Breath

I've been doing Zumba like a crazy person. It is somewhat addicting and, if I have to be an addict, I guess this particular vise is pretty ok. When I was going to an actual Zumba class, the whole thing was much more exciting and rewarding, but with gas prices so high, it made more sense for me to buy the DVD's and do the thing at home. The first few times I did it alone, by myself, solo, unaccompanied, all by my lonesome...it was pretty sad. I felt foolish dancing around like a maniac in my living room, companionless. So, I figured I'd just have to change my attitude about it and enjoy it. I turned up the volume very loudly, pretended I was practicing some sort of tribal ritualistic dance and got down with my bad self.

I sweat. I sweat much. And, it feels good.

This morning, while I was throwing punches to the beat of the drum, my thumb nail caught my opposite pointer-finger and sliced a little gash in it which began to bleed. This is the second time this has happened. I kept right on going and was thinking to myself how clumsy and silly and ridiculous I must look if I keep making myself bleed while dancing around in my living room. My shins hurt, my knees ache, my back is sore, my hamstrings are tight, I have cuts on my fingers and... it feels awesome.
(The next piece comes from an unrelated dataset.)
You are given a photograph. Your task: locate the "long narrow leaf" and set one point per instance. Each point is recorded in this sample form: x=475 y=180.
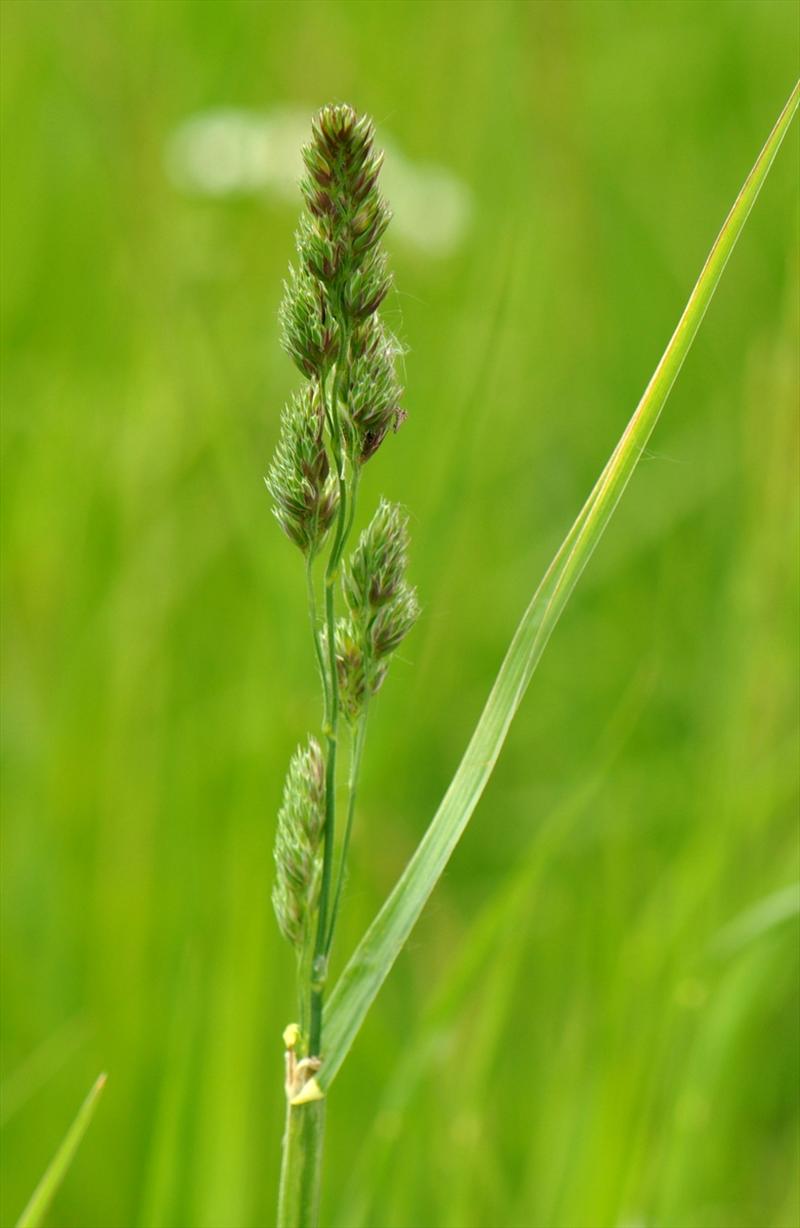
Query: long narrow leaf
x=375 y=955
x=58 y=1167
After I did a good 45 minute cardio party, I decided to try a little yoga to stretch my body out and push myself just a little further. My new TV provider doesn't have FIT tv (which really upsets me) but I found a yoga class on another channel and set it up to record. I love yoga. It is so the opposite of what I am at my core and I neeeeeeeddddd it so badly. My brain is scattered, I have no direction, no routine, no discipline, and peace and serenity are what I long for. While I was following the directions from this guy who, oddly enough, had a southern drawl, I was even more taken in by the words he was saying as I stretched and held poses. I sat and wrote some of it down and am going to share it with you now. This is deep so brace yourself.

Breath flows in us, breath flows through, much like energy, much like life. We don't own it, we borrow it a breath at a time...our lives coming down to what we do with it.

I absolutely loved this. I've always had a profound belief in the concept of energy. We are all just energy and we are responsible for the energy we give to the world. The notion that we are only borrowing breath and are in control of what we do with this borrowed breath, borrowed life which flows through us is a concept that puts things into perspective.

Gaze point to fingertips and set your intention here. Pause for a moment and set your intention to hold this breath, your intention to explore with no labels. Here, finding weaknesses and strength and finding that equanimity to embrace both because here in life they'll come, they'll go, they don't define us, they connect us because we all have strengths and weaknesses and we can appreciate all of them.

Set intention. I need this. I need this a lot. I am working on finding my weakness and strength and not allowing it to define me but to embrace them both. I had to look up the word "equanimity" and this is what it means -

equanimity |ˌēkwəˈnimitē|
nounmental calmness, composure, and evenness of temper, esp. in a difficult situation
I could probably write a book on this noun. I come from a long line of overly emotional people. There are a few even-headed folks in my bunch but, most of us could very easily show up on the Jerry Springer show. So, even though this concept doesn't come naturally to me, it is something that I am willing to strive towards. No, it is something that I must strive towards.
If it's too easy, meaning your still thinking and not feeling enough, modify your pose.
Lots of over-thinkers in my lineage as well. My "pose" is gonna have to shift so that I can feel instead of analyze.
Balancing calmness and intensity.

That pretty much sums it up. B A L A N C E. I need to write this on my head, on my walls, repeat it daily, hourly.

That is my lesson for today. If it reaches you like it reached me, I've done some good. Peace and harmony and evenness of temper are within my power to master. It is up to me how I use this borrowed life. Today is a new day. God's mercies are new every morning. What a glorious thing to know.